Loro sono quelli che acclamamo l'assenteista padano che si sollazza con le cubiste del Papeete tra un sequestro di persona e una promessa non mantenuta ai pastori sardi. Sono quelli che chiedono privilegi sociali e giuridici derivanti dai loro coiti o che vanno su YouPorn a visionare «come fanno l'amore i gay» per poi sostenere che a Gesù quei video non piacciano.
Eppure è davanti al coming out di Elly Schlein che i "sovranisti" si sono messi a piagnucolare che saremmo davanti ad una mancanza di "pudore" contrariamente a quando il loro senatore leghista Pillon rende pubblici i dettagli riguardo a come lui penetri esclusivamente bareback la vagina di sua moglie. Ed è sui social che troviamo commenti come questi:










Siamo dunque dinnanzi ad un misto di chi ostenta il proprio odio omofobico e di chi racconta che l'orientamento sessuale dovrebbe essere un fatto privato.

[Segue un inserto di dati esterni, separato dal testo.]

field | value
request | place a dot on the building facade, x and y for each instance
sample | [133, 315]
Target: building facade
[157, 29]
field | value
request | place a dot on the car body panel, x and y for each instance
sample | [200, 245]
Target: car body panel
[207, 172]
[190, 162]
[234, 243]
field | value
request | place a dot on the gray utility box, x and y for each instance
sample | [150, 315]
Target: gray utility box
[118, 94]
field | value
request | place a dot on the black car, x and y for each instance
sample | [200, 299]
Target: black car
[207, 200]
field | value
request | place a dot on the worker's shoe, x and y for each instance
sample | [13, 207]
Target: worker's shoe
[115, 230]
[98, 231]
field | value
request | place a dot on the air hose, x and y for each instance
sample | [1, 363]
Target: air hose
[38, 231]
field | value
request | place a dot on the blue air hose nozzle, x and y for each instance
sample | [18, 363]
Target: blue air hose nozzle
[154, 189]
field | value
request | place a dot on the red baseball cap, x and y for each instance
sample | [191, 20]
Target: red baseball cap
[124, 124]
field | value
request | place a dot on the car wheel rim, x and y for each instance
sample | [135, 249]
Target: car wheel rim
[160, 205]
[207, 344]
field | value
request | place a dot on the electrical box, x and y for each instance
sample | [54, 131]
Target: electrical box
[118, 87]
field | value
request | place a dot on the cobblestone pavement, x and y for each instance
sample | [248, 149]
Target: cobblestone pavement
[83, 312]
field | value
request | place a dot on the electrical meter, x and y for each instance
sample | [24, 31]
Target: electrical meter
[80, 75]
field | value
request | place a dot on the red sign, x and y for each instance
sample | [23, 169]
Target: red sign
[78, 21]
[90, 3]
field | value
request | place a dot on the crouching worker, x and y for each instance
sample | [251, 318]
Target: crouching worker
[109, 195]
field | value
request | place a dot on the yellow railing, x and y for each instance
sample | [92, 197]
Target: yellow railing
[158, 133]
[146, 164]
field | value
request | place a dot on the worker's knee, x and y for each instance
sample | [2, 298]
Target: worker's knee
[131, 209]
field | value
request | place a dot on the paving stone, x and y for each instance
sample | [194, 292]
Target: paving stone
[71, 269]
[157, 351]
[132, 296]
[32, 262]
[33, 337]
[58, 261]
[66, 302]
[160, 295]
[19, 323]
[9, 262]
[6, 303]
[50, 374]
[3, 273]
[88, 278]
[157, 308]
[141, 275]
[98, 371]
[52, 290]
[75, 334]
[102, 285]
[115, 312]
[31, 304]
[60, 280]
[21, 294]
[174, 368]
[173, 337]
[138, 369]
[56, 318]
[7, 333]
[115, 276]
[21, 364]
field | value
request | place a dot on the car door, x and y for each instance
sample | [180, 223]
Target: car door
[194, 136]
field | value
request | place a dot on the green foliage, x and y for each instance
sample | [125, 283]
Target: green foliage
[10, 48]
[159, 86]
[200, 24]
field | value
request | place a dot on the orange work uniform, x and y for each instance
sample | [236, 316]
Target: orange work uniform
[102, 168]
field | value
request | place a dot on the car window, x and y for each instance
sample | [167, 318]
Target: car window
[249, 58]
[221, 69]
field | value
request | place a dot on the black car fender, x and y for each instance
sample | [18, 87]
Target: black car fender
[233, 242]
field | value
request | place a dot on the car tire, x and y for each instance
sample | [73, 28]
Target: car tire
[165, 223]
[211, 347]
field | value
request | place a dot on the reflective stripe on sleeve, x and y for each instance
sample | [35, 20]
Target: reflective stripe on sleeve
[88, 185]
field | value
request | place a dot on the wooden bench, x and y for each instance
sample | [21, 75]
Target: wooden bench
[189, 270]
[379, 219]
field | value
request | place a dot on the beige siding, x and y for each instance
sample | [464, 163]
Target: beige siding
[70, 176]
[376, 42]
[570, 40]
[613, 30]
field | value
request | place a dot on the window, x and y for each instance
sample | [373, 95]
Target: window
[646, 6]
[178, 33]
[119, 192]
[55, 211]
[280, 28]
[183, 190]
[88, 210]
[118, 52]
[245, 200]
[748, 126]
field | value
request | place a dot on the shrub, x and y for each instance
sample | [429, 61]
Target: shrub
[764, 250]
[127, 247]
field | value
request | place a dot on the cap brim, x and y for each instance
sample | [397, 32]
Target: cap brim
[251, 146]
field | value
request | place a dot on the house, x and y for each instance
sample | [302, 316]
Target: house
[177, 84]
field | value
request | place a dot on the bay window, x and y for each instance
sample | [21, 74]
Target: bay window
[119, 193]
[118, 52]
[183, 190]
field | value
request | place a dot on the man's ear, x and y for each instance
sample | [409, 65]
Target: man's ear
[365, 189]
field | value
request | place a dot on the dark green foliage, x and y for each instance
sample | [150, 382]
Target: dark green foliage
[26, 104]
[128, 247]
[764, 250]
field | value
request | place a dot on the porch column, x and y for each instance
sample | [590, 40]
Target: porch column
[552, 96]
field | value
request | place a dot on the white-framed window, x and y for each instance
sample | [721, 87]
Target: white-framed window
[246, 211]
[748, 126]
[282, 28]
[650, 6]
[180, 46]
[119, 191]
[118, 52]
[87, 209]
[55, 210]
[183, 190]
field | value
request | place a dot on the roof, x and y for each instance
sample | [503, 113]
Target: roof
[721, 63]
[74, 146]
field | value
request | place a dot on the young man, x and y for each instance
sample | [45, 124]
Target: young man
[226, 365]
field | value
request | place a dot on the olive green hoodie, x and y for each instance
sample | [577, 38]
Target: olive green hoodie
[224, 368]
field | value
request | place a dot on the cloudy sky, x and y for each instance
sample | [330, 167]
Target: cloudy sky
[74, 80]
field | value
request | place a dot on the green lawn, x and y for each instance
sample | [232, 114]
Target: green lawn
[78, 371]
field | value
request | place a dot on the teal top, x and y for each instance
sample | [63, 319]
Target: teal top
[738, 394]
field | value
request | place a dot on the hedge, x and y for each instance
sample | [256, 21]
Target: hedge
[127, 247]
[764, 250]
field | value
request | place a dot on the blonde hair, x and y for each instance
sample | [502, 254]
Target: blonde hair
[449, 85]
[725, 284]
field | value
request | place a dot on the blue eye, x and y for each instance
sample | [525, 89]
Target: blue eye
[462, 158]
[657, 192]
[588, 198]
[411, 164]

Ma in un Paese in cui Belpietro pubblica articoli in cui la signora De mari invita i genitori a non accettare i loro figli gay o in cui il consigliere Tuiach giuar che bruceranno all'Inferno, è evidente che un coming out serva a dare un segnale a tutti coloro che appartengono alla comunità LGBTQ e che quotidianamente subiscono l'odio dei fondamentalisti.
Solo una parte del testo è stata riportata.